# Pantalla LCD para vumetro



## Fabio (Jun 29, 2007)

Hola. Estoy realizando un proyecto final sobre un ecualizador de audio con DSP. mi duda es como hacer la parte del analizador de espectro, no como se hace, sino como mostrarlo. El analizador es de 2/3 de octava o sea que tiene 15 bandas de frecuencias que mostrar y yo queria mostralos con un pantalla LCD y queria que me pasaran información sobre algunos modelos y como se programan estas pantallas. O si tienen otra idea de como mostrarlo que me la digan. Muchas Gracias. Saludos


----------



## tiopepe123 (Jun 30, 2007)

Lo mas bonito es una matriz de led's suelen ser 5x7 pero requiere algo de hardware y mas potencia de la fuente.

El segundo metodo es una pantalla grafica LCD , te saldra por un precio similar pero tiene la ventaja de que envias y listo.

Finalmente las alfanumericas, aunque solo muestran caracteres se pueden cambiar y imitar barras. Son faciles de usar y controlar.

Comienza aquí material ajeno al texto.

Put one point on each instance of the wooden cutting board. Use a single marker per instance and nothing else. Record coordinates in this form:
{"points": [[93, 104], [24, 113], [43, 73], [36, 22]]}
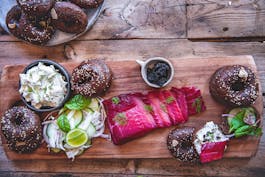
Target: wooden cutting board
{"points": [[188, 72]]}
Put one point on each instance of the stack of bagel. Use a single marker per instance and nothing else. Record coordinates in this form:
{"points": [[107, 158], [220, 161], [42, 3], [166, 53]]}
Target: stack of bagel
{"points": [[35, 21]]}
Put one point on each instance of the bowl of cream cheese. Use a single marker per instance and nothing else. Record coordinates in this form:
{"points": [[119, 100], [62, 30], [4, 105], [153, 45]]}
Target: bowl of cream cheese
{"points": [[44, 85]]}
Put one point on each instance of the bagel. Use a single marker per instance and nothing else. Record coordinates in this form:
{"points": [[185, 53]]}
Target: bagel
{"points": [[91, 78], [68, 17], [180, 144], [22, 129], [234, 85], [33, 31], [36, 8]]}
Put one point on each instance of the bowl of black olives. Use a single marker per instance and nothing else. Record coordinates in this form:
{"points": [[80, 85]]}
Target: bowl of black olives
{"points": [[157, 72]]}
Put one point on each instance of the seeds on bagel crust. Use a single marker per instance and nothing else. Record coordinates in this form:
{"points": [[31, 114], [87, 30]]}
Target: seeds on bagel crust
{"points": [[234, 85], [91, 78], [180, 144], [22, 129]]}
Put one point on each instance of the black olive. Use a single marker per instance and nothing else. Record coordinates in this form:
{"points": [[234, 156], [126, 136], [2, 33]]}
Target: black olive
{"points": [[159, 73]]}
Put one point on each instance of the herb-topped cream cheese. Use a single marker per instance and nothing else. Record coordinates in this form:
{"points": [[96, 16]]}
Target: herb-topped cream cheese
{"points": [[209, 133], [43, 86]]}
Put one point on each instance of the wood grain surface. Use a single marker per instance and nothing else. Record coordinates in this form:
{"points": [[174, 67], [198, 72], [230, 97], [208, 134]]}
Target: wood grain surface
{"points": [[226, 19], [126, 79], [113, 39]]}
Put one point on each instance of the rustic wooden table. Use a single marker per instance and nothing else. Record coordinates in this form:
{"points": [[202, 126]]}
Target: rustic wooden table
{"points": [[139, 29]]}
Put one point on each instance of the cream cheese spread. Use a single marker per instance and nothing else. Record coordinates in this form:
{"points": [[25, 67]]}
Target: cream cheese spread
{"points": [[209, 133], [43, 86]]}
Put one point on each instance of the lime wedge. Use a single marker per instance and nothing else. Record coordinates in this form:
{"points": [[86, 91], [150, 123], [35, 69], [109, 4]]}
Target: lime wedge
{"points": [[63, 123], [76, 137]]}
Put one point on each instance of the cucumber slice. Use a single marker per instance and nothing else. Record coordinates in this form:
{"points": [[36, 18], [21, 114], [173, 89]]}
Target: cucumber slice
{"points": [[51, 132], [87, 117], [62, 110], [94, 105], [91, 131], [75, 117]]}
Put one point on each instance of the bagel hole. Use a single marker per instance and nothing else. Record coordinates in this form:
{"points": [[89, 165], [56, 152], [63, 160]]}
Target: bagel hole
{"points": [[18, 118], [186, 144], [84, 80], [237, 86]]}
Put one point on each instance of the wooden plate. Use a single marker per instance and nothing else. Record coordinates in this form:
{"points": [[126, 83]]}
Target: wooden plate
{"points": [[59, 37], [188, 72]]}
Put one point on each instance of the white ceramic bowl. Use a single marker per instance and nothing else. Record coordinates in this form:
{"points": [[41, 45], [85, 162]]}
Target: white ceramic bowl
{"points": [[144, 65]]}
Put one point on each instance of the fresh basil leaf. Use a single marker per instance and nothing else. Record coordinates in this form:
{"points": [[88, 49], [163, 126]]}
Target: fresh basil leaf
{"points": [[237, 121], [249, 117], [63, 123], [244, 130], [258, 131], [78, 102]]}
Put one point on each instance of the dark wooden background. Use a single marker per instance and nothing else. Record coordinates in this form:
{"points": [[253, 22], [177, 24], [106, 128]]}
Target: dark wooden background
{"points": [[139, 29]]}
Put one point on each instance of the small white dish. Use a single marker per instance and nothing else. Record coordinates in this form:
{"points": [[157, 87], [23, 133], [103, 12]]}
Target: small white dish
{"points": [[145, 64]]}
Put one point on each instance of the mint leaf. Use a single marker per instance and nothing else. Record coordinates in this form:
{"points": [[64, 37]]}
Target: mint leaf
{"points": [[78, 102], [237, 121], [244, 130], [63, 123], [121, 119]]}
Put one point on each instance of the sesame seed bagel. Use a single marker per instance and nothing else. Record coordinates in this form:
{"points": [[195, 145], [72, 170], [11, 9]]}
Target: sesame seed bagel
{"points": [[22, 129], [36, 8], [91, 78], [87, 3], [68, 17], [234, 85], [35, 31], [180, 144]]}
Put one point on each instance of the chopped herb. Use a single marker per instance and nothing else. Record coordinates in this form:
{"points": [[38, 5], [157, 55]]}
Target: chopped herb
{"points": [[115, 100], [244, 123], [121, 119], [197, 104], [78, 102], [148, 108], [170, 99]]}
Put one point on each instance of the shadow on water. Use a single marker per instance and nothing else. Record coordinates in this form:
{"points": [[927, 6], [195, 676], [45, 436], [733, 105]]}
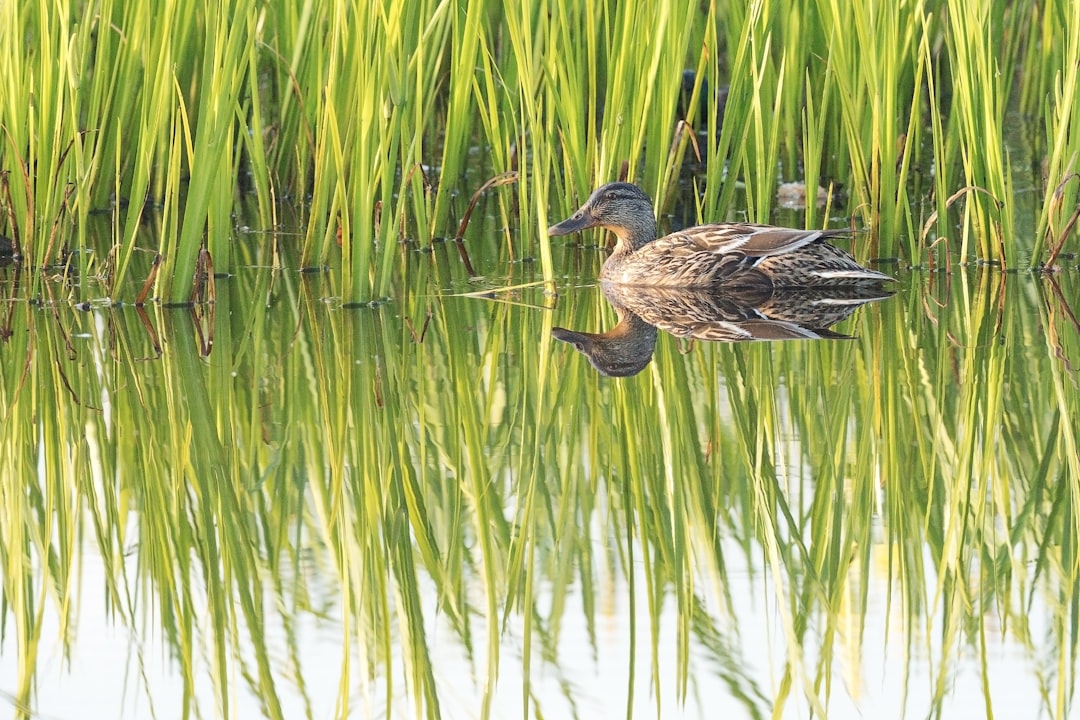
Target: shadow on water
{"points": [[736, 315]]}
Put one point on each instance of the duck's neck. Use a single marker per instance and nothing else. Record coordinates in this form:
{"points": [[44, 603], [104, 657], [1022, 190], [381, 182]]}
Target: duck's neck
{"points": [[635, 235]]}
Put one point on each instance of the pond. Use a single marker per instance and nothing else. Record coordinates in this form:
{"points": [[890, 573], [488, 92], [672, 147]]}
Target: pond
{"points": [[277, 505]]}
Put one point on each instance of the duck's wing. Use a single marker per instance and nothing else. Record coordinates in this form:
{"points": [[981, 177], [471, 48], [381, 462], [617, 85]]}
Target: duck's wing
{"points": [[753, 241]]}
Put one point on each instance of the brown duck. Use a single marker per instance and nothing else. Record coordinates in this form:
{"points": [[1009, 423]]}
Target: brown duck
{"points": [[730, 255]]}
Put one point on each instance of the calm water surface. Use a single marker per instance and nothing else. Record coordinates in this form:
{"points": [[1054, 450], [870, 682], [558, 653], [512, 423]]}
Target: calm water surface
{"points": [[292, 508]]}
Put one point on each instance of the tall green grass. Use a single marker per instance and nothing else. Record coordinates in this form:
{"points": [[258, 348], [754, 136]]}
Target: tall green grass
{"points": [[467, 477], [377, 118]]}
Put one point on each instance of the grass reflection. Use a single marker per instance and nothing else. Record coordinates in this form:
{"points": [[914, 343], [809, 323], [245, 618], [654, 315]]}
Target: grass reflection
{"points": [[326, 478]]}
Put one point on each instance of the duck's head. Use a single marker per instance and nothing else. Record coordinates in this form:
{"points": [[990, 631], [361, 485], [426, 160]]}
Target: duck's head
{"points": [[621, 207]]}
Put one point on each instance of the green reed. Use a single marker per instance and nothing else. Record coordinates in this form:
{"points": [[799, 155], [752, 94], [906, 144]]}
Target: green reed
{"points": [[140, 105], [493, 467]]}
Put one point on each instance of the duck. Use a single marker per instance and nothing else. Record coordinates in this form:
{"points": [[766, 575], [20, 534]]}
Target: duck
{"points": [[715, 256]]}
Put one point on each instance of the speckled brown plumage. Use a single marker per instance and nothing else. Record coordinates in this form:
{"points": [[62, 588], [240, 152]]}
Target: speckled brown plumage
{"points": [[711, 256]]}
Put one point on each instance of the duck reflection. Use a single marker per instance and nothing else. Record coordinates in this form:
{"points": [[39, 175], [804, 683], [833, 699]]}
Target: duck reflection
{"points": [[754, 314]]}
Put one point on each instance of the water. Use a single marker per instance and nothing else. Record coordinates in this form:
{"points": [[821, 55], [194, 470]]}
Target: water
{"points": [[291, 507]]}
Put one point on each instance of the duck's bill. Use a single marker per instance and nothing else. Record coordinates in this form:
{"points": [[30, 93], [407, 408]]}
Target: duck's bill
{"points": [[576, 222], [568, 336]]}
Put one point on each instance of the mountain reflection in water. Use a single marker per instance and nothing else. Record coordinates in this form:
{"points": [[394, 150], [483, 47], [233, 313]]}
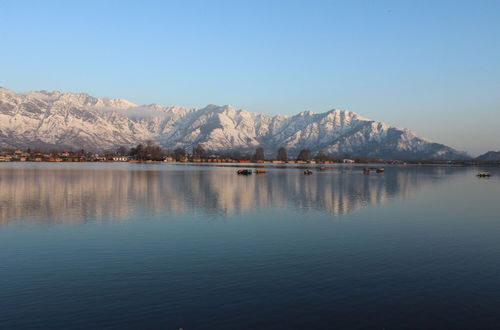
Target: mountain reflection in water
{"points": [[91, 191]]}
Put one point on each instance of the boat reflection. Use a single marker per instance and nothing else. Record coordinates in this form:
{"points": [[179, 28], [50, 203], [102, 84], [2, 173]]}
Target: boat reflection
{"points": [[71, 194]]}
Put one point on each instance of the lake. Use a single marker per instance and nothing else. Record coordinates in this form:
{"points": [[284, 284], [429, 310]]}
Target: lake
{"points": [[142, 246]]}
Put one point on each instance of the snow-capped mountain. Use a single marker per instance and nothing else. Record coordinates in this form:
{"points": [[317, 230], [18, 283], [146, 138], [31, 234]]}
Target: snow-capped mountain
{"points": [[71, 120]]}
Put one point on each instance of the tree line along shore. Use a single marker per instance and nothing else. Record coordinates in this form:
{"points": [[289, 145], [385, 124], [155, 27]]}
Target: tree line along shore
{"points": [[150, 152]]}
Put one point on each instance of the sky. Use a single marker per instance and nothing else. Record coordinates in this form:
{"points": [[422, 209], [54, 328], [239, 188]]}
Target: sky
{"points": [[431, 66]]}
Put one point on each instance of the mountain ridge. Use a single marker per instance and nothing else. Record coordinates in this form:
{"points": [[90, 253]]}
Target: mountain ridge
{"points": [[79, 120]]}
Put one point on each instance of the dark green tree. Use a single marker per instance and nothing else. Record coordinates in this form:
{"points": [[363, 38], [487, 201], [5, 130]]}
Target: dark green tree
{"points": [[259, 154], [304, 155]]}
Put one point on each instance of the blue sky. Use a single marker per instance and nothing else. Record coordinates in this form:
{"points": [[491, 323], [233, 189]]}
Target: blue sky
{"points": [[431, 66]]}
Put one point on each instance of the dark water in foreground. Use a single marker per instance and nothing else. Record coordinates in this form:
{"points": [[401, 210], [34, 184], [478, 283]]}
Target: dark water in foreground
{"points": [[163, 246]]}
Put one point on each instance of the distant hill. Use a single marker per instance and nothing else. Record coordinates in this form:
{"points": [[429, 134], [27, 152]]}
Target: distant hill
{"points": [[78, 120], [490, 156]]}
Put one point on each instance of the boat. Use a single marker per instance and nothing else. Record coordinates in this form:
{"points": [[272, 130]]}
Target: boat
{"points": [[484, 174]]}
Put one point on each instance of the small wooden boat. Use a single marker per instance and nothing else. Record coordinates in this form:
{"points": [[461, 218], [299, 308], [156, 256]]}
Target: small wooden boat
{"points": [[484, 174]]}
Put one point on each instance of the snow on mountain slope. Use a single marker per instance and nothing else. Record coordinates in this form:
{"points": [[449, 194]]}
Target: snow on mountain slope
{"points": [[78, 120]]}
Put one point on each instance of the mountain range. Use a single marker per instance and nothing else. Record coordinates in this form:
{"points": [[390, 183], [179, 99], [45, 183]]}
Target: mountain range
{"points": [[44, 119]]}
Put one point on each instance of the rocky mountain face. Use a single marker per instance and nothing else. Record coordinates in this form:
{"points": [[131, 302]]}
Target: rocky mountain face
{"points": [[490, 156], [75, 121]]}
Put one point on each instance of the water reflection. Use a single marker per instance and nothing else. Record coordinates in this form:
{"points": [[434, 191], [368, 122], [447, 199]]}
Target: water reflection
{"points": [[78, 193]]}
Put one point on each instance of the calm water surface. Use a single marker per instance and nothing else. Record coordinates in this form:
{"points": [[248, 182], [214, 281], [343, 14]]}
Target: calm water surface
{"points": [[164, 246]]}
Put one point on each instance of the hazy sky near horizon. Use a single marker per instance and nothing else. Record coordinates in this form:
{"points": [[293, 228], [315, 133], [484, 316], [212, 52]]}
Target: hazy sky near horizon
{"points": [[431, 66]]}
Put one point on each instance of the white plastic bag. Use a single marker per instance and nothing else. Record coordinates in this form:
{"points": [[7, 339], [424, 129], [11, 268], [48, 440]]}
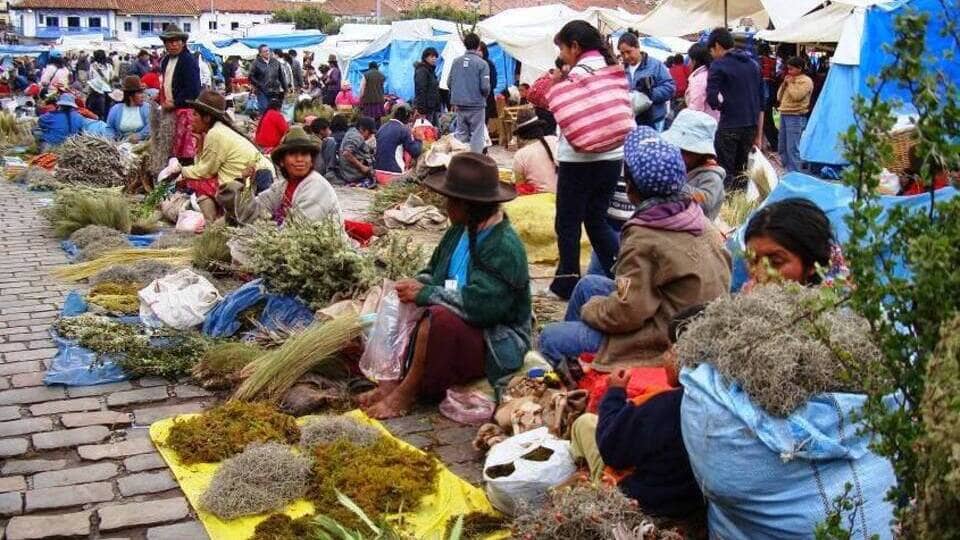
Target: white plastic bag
{"points": [[179, 300], [530, 479], [386, 348]]}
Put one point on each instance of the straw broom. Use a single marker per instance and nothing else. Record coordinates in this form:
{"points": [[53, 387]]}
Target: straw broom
{"points": [[277, 370], [77, 272]]}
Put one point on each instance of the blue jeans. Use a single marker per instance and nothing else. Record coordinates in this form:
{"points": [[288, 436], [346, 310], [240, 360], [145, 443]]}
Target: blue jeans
{"points": [[788, 145], [573, 337]]}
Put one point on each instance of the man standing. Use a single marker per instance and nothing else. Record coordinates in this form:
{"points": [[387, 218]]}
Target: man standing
{"points": [[736, 77], [469, 87], [180, 84], [266, 77], [426, 87]]}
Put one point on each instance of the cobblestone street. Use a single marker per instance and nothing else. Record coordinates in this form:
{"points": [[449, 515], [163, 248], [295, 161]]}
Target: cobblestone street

Finalmente las paranoias, NO RECOMENDABLE si no te sobra tiempo, se trata de poner unos led a dar vueltas con un motor y va presentando el mensaje. Barato pero mecanicamentente complejo


----------



## Fogonazo (Jun 30, 2007)

Se puede implementar una matriz de led´s 15*10 (15 Horizontales * 10 Verticales) exitados mediante un IC LM3914, este toma la tension rectificada de tus filtros secuencialmente mediante conmutadores CMOS y un contador (0 a 15 en tu caso), con el mismo contador alimentas 15 transistores para lograr la multiplexion.
O sea, tienes un vumetro con un solo integrado que alimenta secuencialmente 15 filas de led´s, cuya alimentacion proviene de 15 transistores, todo comandado por un contador 0-15
Si el oscilador trabaja con suficiente frecuencia no se notara parpadeo al conmutar.


----------



## tiopepe123 (Jul 1, 2007)

Quedaria guapo con un propeler clock, pero son ganas de complicarse la vida si andas justo

http://www.electronixandmore.com/project/propclock/index.html

Para mi compañero FOGONAZO

Si tiene los datos en digital, trabaja en digital, no lo pases en analogico con el lm3916 (especial para vumeters), puensa que para varios led deberia  utilizar sample & hold, la multiplexacion.. u rollazo quando on unos 74hct574 lo apaña.


----------



## Fogonazo (Jul 1, 2007)

Efectivamente no es muy sano mezclar tecnologias, pero no se aclara que tipo de filtros se han diseñado (Analogos o digitales), yo asumi que los filtros son analogos, en ese caso tomar una tension de CC de la salida de ellos, multiplexarla 15/1 y representarla mediante  el IC LM 3916, no le veo gran complicacion.
Lamentablemente he perdido un diseño que realice hace unos cuantos años (Que me dio muchas satisfacciones), con este principio, el cual funciono a la perfección y se resolvio con una placa de impreso simple faz de aproximadamente 12* 20 Cm que incluia amplificador de microfono de captación ambiente, filtros, multiplexor, clock, contador, el LM y el juego de transistores. El sistema S & H lo resolvi mediante  3 IC CD4066 y la salida la aplique al LM.
El display por cuestion de estetica lo realice en otra placa de similares dimenciones.
Con lo que si me he vuelto loco es con los capacitores de los filtros, es interesante ver la diferencia entre el valor que tienen y el que dicen tener.
Saludos.


----------



## tiopepe123 (Jul 1, 2007)

Dice que lo hizo con un DSP de ahi lo del digital.

Me cole, no es necesario un S&H con un simple mutiplexor analogico hay suficiente.

Si eso de los filtros analogicos una vez montados se van donde quieren, sobretodo si los quieres estrechos como es tu caso.

Pues menudo trabajillo te pegaste


----------



## Fogonazo (Jul 1, 2007)

Si, efectivamente y a no olvidar que en esa epoca no existian ni simuladores ni programas de diseño de impresos, o sea todo a mano.
Y en ademas se me perdio el diseño, me quiero cortas las UÑAS !!!


----------



## Fabio (Jul 2, 2007)

Muchas gracias por tomarse un tiempo y contestar mi pregunta, voy a investigar un poco las ideas que me tiraron. Saludos


----------